Rehearsal-free Federated Domain-incremental Learning
Rui Sun, Haoran Duan, Jiahua Dong, Varun Ojha, Tejal Shah, Rajiv Ranjan
TL;DR
The paper tackles catastrophic forgetting in federated domain-incremental learning by proposing RefFiL, a rehearsal-free framework that leverages global prompt sharing. It introduces a client-wise domain adaptive prompt generator, a global prompt sharing and clustering scheme, and a domain-specific prompt contrastive loss with temperature decay, all aimed at learning domain-invariant representations without storing old data. Experiments across four datasets demonstrate state-of-the-art performance and robustness to domain order changes, highlighting RefFiL's practicality for privacy-sensitive and resource-constrained FL settings. The approach provides a scalable, memory-efficient alternative to rehearsal-based methods with strong cross-domain transfer capabilities.
Abstract
We introduce a rehearsal-free federated domain incremental learning framework, RefFiL, based on a global prompt-sharing paradigm to alleviate catastrophic forgetting challenges in federated domain-incremental learning, where unseen domains are continually learned. Typical methods for mitigating forgetting, such as the use of additional datasets and the retention of private data from earlier tasks, are not viable in federated learning (FL) due to devices' limited resources. Our method, RefFiL, addresses this by learning domain-invariant knowledge and incorporating various domain-specific prompts from the domains represented by different FL participants.
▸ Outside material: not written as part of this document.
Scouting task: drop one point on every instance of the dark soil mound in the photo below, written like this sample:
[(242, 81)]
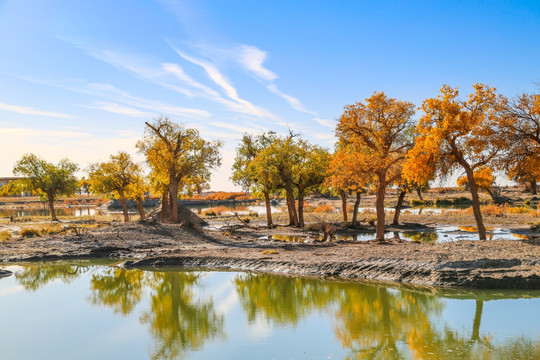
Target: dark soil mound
[(186, 217)]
A key feature of RefFiL is the generation of local fine-grained prompts by our domain adaptive prompt generator, which effectively learns from local domain knowledge while maintaining distinctive boundaries on a global scale. We also introduce a domain-specific prompt contrastive learning loss that differentiates between locally generated prompts and those from other domains, enhancing RefFiL's precision and effectiveness. Compared to existing methods, RefFiL significantly alleviates catastrophic forgetting without requiring extra memory space, making it ideal for privacy-sensitive and resource-constrained devices.